An Overview Of Motor Vehicle Accidents
A motor vehicle accident is defined as any incident where in at least one automobile collides with any object and causes damage to the automobile. Automobiles refer to cars, which includes sedans, and SUVs, trucks, motorcycles, and buses. Motor vehicle accidents may involve two or more automobiles colliding causing damage to one or both automobiles. A motor vehicle accident may also occur with the collision of one automobile to a non-moving object such as a lamppost, wall, or tree or due to the loss of control of one automobile causing it to roll-over or enter a ditch thereby causing damage to the vehicle. A vehicle or automobile hitting a human or an animal is also considered a motor vehicle accident. Motor vehicle accidents are also referred to as road traffic accidents, auto accidents or road accidents.
Motor vehicle accidents are increasing in each decade and so are the corresponding accident injury claim numbers. This is probably due to the fact that motor vehicle manufacturers are making faster and more powerful vehicles each year. Mankind may be making vehicles more efficient and powerful, but sad to say, the human reflexes or response time has not progressed as fast. This means that vehicles are giving humans the capability of going faster even though their bodies are not prepared to cope with it. For lightly built cars, the probability of a death in a two-car accident is as much as 8% while traditional sedans have about 4%. It has been found that a significant portion of injuries and fatalities in car crashes are as a result of loose objects like laptops and car tools inside the cars that turn into projectiles during the accident.
Older–model SUVs rate at 6% for occupant death in two-car accidents because they have a tendency for rollovers due to a high center of gravity. Newer SUVs are less top-heavy and for vehicle crashes involving multiple parties, the chances of death are about 4%. A significant proportion of annual road death involves motorcycles, scooters and mopeds.
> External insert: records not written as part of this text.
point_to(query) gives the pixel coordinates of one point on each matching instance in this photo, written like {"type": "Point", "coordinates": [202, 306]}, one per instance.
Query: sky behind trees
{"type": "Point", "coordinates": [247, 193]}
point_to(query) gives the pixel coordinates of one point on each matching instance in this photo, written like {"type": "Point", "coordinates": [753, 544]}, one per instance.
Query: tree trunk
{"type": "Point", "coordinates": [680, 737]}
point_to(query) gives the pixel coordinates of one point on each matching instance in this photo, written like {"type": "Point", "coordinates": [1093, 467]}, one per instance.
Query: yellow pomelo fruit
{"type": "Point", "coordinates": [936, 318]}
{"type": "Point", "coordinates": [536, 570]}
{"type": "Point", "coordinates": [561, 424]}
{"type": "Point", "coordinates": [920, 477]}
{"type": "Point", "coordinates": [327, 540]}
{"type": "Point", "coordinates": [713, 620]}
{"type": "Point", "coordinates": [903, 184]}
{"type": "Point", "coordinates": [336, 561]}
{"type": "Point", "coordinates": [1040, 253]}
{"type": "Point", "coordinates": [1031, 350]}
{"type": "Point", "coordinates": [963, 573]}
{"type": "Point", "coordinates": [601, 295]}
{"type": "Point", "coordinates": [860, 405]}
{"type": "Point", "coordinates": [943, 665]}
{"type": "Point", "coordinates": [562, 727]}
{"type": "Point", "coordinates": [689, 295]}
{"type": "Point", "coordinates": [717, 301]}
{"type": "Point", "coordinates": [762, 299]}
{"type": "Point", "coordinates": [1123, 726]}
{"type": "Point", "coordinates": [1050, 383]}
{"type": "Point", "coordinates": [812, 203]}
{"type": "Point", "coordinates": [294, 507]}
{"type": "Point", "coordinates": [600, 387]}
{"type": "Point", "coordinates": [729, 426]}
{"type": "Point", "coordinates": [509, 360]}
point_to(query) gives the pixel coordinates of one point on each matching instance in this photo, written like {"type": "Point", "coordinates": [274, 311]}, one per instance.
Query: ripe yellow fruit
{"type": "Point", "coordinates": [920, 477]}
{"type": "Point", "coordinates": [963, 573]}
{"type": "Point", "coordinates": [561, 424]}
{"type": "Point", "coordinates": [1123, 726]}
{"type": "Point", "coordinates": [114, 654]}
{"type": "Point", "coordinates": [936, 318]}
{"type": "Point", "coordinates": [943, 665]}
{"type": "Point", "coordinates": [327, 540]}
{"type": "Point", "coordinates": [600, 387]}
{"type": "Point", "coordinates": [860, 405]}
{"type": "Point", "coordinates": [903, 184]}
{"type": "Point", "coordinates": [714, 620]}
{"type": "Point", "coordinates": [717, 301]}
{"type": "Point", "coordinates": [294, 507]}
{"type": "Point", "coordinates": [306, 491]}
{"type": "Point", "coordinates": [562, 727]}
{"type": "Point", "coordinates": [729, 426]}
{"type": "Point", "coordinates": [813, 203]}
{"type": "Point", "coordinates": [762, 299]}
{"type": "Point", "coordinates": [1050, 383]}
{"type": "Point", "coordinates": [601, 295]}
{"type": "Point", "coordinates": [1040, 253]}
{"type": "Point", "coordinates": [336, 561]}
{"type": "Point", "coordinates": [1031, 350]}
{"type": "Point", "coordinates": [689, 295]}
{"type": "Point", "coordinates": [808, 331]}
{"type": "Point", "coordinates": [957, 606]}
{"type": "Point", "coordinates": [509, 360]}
The costs associated with a motor vehicle accident can be categorized in three ways: 1. Comprehensive costs - referring to the costs of injury on a person’s life, including property damage, medical costs, emergency services, travel delay, lost household production, workplace costs, vocational rehabilitation, administrative and legal costs, pain and lost quality of life 2. Years lost plus direct cost - which counts the cost not in monetary units but in terms of time while direct costs-include property damage, medical costs, etc. 3. Human capital costs - which is the same with the comprehensive cost category but not including pain and lost quality of life. Actual cost in dollars for the comprehensive cost category depends on the degree of the injury based on the Abbreviated Injury Scale (AIS), 1 being the least severe, 6 being the most severe. The costs in 1994 dollars range from $5,000 to $2,600,000. In terms of liability – or how responsibility for these accidents is assigned - there are four types identified in common law, namely negligence, wanton or reckless conduct, intentional misconduct and strict liability. Negligence is conduct that leads to harm or damage, usually attributed to carelessness or inadvertence. States determine the laws that dictate vehicular operation, but in most cases where a law or statute is violated, the presumption is that the driver was negligent. The burden of any defense is to prove the driver was not negligent.